Giving an Effective Performance Review
A Performance Review is a one-on-one meeting between employer and employee to discuss and reflect on job performance, professional growth, salary changes and expectations for the following year. It is designed to assess the accomplishments and shortcomings of each employee over the course of the previous year, and to set goals and expectations for the upcoming year. These are meant to be simple meetings that promote higher work ethic and productivity, yet studies have shown that both employees and employers frequently find them to be inconsistent, potentially confrontational, and non-productive. As the owner of a company, you need to be able to conduct effective meetings that will reinforce positive performances, readdress poor choices, and leave both you and your employees feeling satisfied and content.

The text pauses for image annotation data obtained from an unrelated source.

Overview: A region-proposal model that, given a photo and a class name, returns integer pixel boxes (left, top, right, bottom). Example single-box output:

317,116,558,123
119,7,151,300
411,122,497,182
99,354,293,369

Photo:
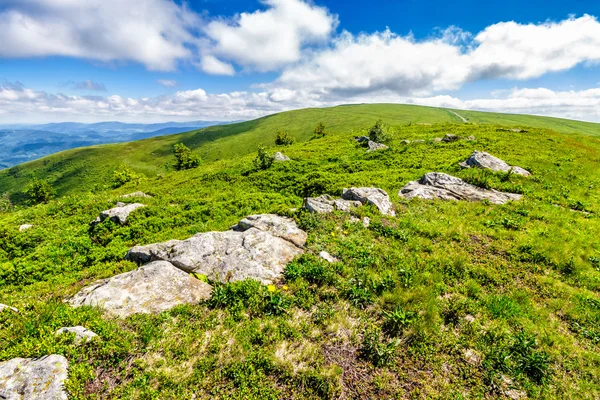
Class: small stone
0,354,69,400
319,251,339,264
54,326,98,344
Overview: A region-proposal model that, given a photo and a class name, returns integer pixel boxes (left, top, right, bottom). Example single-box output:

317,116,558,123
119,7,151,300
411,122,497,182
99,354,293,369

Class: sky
0,0,600,124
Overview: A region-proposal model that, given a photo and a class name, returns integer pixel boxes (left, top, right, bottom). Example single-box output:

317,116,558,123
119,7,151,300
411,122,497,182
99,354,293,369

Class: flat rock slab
398,172,522,204
0,354,69,400
68,261,212,317
54,326,98,344
92,203,145,225
126,227,304,284
342,187,396,217
232,214,308,247
304,194,362,214
460,150,531,176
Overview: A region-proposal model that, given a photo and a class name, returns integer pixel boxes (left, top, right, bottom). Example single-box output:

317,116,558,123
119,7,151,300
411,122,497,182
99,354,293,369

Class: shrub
369,119,390,143
113,165,140,188
254,146,275,170
173,143,202,171
23,178,56,203
314,122,327,137
275,130,296,146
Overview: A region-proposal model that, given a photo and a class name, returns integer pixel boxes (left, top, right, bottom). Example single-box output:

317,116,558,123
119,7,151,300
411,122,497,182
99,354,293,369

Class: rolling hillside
0,104,600,200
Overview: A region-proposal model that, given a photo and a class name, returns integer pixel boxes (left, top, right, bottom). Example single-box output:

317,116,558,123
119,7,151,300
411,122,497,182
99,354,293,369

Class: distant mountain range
0,121,229,169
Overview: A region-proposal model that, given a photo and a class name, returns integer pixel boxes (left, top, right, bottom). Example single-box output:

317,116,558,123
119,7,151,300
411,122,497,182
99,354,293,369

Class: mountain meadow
0,104,600,399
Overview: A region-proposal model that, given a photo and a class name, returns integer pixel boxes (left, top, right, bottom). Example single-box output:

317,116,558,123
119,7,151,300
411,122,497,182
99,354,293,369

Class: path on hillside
448,110,469,122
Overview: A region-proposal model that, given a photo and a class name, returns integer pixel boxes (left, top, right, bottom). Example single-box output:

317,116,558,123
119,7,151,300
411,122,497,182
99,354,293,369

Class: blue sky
0,0,600,123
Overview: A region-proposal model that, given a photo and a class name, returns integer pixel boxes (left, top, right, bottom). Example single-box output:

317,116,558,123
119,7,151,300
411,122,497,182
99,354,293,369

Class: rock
398,172,522,204
442,133,460,143
354,136,371,143
319,251,339,264
342,187,396,217
304,194,362,214
92,203,146,225
126,227,304,284
367,140,388,153
0,303,19,312
120,192,152,199
460,150,531,176
19,224,33,232
0,354,69,400
232,214,308,247
54,326,98,344
273,151,290,162
67,261,212,317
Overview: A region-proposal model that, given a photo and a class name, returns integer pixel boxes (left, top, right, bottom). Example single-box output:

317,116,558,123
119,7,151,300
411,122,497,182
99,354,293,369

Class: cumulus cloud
0,0,200,70
205,0,338,71
156,79,177,88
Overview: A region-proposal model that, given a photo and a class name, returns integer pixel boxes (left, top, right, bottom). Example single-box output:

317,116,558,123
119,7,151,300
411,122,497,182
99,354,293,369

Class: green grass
0,105,600,399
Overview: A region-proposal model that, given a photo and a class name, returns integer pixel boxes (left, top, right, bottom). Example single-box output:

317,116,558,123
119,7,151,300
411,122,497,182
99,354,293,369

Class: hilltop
0,105,600,399
0,104,600,199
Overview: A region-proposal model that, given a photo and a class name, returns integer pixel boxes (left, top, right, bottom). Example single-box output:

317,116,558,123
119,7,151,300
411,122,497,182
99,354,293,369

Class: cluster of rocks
354,136,389,153
398,172,521,204
460,150,531,176
304,187,396,216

As the manager, you need to understand every job description and what each employee does to meet these goals. Do they consistently hand in half-finished reports, but thrive in public speaking? Do they get flustered on conference calls but flourish at answering emails? This may seem like a lot to add to your ever-growing plate, but it’s a key step when getting ready to conduct performance reviews. As the owner, you should know your company inside and out, and this includes areas where your employees thrive and struggle. The more specific you can be when giving these reports, the more useful it will be to your employees, which will give them a better chance at succeeding. Know what motivates your employees, keeping in mind that each person could be motivated by something different. Someone who is motivated by money will appreciate a concrete list at what they should accomplish in order to gain a raise or bonus, while other employees are driven by recognition or approval. A couple of weeks before the meeting have each employee create a list of accomplishments or things they are proud of that were completed over the year. Use this information to refresh your memory, and better understand what that employee considers to be an achievement.
The number one complaint from employees is that this meeting is stressful, and strictly about negative performances. Keep in mind that many view this as a stressful meeting to sit and get judged, and have their failures openly discussed. Try to make your employees as comfortable as possible. Chances are, your employee will be extremely nervous, and counting the minutes until the meeting is over. The best thing you can do? Change from the office location. You sitting behind a desk can make an employee feel like he/she is getting in trouble by the principal. Get lunch, or at least move to a conference table, sitting on the same side, so you are more eye-to-eye, and appear as equals.
To get the most out of performance reviews from a business aspect, the best thing you can do is be specific. Highlight exactly what you want changed, kept the same, or ditched. Make sure the employees leave knowing what they are doing right and wrong, and eliminate all confusion. Make it as positive as you can, but don’t offer general feedback, or sugarcoated information. Be clear about what you expect. Keep in mind that this is meant for you and your employees to get the most of their job. They need to leave feeling positive about their future with you, and know that their decision to be a part of your company was the right choice.
Check back in often after these meetings occur. Look for employees to begin to make the discussed changes, and begin finding examples to use in next year’s meeting. Checking-in eliminates surprises and disagreements for the following year, reinforces what you previously discussed, and allows you to make new changes in a more timely matter. Consider holding bi-annual reviews, or at least regular meetings to register the changes that are or are not being made. This way, you don’t have to wait until next year to implement modifications.